The program would offer help to thousands of first-time buyers earning less than 60,000 pounds a year for up to a third of the value of a newly built property, the people said. The interest-free loan, funded by the government and the property developer, will be available for up to five years.
The government will also give money to several thousand households at risk of falling behind with mortgage payments in return for an equity stake in the properties. Housing associations would be given the money to buy and then rent back properties to those struggling to make payments, or buy or rent a share of the property to help reduce payments.
Economic Package
The plans are part of a broader economic package that Brown will unveil by Sept. 8, when the Cabinet meets for the first time following the summer parliamentary recess.
The government is also considering a one-year deferral of or an exemption for some buyers from a property tax known as stamp duty. Chancellor of the Exchequer Alistair Darling last month left open the possibility of a temporary suspension of the tax as a way of reviving the property market.
Nationwide Building Society said last week that house prices declined 10.5 percent in August from a year ago, the biggest drop since the final quarter of 1990.
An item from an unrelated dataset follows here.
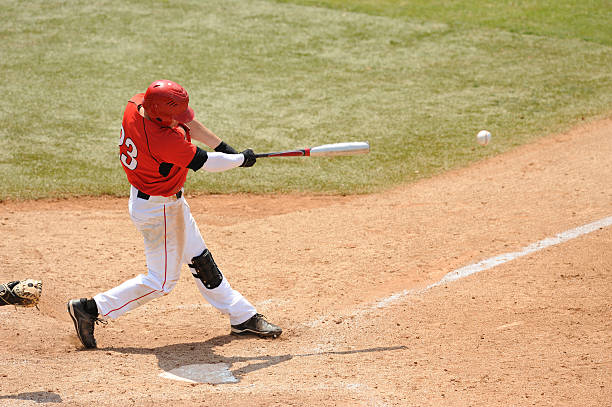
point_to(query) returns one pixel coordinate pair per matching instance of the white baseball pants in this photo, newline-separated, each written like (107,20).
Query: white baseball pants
(171,239)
The levy equals 1 percent of the purchase price for houses costing between 125,000 pounds and 250,000 pounds. The fee rises to 3 percent for homes up to 500,000 pounds and to 4 percent above that level. The average U.K. house price was 169,316 pounds in July, making the stamp duty charge about 1,700 pounds.
Heading Toward Recession
Britain is heading for its first recession since the early 1990s after the economy stagnated in the second quarter. A surge in food and fuel costs ate into the wages of consumers as a worldwide credit crunch dried up mortgage finance.
The credit freeze has prompted lenders to raise interest rates and curtail lending, and there is little sign that the squeeze is easing. Lending between banks fell 68 percent in July from a year earlier after financial institutions hoarded cash, according to Bank of England data published yesterday.
The economic slump has reduced support for the ruling Labour Party to the lowest since it took office in 1997. The opposition Conservative Party, led by David Cameron, widened its lead to 22 percentage points in a YouGov Plc poll finished on Aug. 21, from 8 points at the beginning of the year.